Ainsi, dans l'analyse historique, par ailleurs intéressante, qu'il mène de l'anarchisme (pp 23-37) et de l'écologisme (pp 40-58), les incohérences du premier sont sans arrêt minimisées, tandis que celles du second sont au contraire maximisées. Il ne s'agirait pas de laisser croire que ces deux courants d'idées soient au même niveau !

On passera pour l'instant sur les détails (j'y reviendrai dans un Post Scriptum).

Le principal est qu'il conclut son propos par une double profession de foi à peine voilée climatosceptique et anti-vax.

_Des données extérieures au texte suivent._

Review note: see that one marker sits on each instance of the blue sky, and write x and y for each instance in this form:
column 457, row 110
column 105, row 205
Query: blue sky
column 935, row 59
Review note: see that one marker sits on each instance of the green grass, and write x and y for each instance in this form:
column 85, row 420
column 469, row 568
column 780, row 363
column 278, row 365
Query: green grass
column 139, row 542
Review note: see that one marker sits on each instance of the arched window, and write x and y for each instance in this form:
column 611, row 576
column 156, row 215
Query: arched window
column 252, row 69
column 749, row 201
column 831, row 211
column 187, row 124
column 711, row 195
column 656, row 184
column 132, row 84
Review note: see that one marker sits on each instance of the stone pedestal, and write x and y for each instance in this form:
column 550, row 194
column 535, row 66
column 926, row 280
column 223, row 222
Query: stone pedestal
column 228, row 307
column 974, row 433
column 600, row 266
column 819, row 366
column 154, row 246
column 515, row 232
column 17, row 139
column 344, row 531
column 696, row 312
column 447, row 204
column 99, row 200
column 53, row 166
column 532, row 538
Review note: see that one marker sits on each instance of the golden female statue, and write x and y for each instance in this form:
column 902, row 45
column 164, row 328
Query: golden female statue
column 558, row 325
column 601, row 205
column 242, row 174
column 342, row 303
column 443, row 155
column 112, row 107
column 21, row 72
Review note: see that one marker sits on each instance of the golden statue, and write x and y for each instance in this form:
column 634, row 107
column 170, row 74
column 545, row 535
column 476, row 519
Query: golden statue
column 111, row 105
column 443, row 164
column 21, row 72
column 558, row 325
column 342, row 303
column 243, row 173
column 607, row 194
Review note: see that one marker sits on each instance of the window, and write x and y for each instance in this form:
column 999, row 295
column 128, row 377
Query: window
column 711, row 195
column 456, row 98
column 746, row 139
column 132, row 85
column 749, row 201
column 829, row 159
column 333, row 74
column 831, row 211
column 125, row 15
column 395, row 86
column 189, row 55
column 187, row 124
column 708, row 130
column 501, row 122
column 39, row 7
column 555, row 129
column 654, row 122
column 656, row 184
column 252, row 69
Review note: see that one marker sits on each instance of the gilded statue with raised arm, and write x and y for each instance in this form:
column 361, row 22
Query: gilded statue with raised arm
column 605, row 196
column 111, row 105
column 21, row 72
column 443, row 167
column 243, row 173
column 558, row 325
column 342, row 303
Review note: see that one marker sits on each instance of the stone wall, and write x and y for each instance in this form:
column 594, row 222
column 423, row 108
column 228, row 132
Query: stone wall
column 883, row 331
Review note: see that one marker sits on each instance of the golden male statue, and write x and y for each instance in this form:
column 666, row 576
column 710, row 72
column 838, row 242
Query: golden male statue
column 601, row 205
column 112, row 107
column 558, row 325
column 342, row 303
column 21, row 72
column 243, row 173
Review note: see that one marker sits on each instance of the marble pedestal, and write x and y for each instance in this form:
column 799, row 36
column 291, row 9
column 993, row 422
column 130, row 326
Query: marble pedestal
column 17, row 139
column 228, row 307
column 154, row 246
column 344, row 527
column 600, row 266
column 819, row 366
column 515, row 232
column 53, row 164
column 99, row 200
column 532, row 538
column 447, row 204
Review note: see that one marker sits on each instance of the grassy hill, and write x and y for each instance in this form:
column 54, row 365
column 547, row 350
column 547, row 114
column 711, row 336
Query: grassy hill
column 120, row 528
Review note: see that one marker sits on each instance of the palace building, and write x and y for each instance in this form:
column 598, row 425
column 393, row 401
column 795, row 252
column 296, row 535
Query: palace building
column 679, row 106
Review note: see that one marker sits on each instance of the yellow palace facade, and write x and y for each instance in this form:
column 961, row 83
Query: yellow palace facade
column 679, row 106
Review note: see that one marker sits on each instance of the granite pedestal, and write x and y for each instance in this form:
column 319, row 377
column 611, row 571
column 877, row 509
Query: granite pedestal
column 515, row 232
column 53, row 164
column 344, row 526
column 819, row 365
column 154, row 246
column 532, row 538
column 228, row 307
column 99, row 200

Qu'on en juge : "L'état de l'environnement repose sur un bilan scientifique établi par une technocratie de plus en plus arrogante et recadré par un pouvoir économico-politique en fonction de ses intérêts. Alors que le climat est, par exemple, présenté comme une question de vie et de mort, l'enseignement scolaire est à ce sujet est pratiquement inexistant. Simultanément, l'évocation du "développement durable" ou de la "biodiversité" devient un mantra convenu, mais souvent superficiel. Le citoyen est livré en pâture à la surenchère médiatique et au sensationnalisme morbide qui le soumettent à la peur ou à la soumission, tandis que l'écologisme sombre dans l'outrance idéologique." (p 200)

Que faut-il comprendre ?

Que le Giec n'est pas crédible, puisqu'il est nommé par les États, et que donc ses conclusions obéissent aux prescriptions du capitalisme vert en gestation. Et que les écologistes se font les agents de cet agenda caché en sombrant dans "l'outrance idéologique" (ici, on croirait lire le Figaro ou entendre Marine Le Pen ou Emmanuel Macron -pour une fois d'accord).

 

Puis, après avoir affirmé que "la connaissance savante reste un enjeu fondamental", voici ce que nous assène PELLETIER sur "la crise du Covid-19": "D'une part l'argumentaire scientifique a légitimé une gouvernance de la peur au plus grand bénéfice de l'État prompt au caporalisme et à l'infantilisation. D'autre part, les médecins et les experts médicaux ne sont pas d'accord entre eux, malgré la batterie de mesures, de tests, d'expérimentations et rapports effectués dans les hôpitaux ou les laboratoires." (ibid.)

Cette seconde affirmation est notoirement fausse, sauf à considérer le faussaire avéré Raoult comme suffisant à lui seul à briser le consensus scientifique sur la double nécessité du confinement et de la vaccination. Voir à ce sujet récemment la passionnante série d'été (19-7 au 30-8) "Chasseurs de fraude" du "Monde", page "sciences" du mercredi, et notamment celle du 23-8 en large partie consacrée au cas Raoult...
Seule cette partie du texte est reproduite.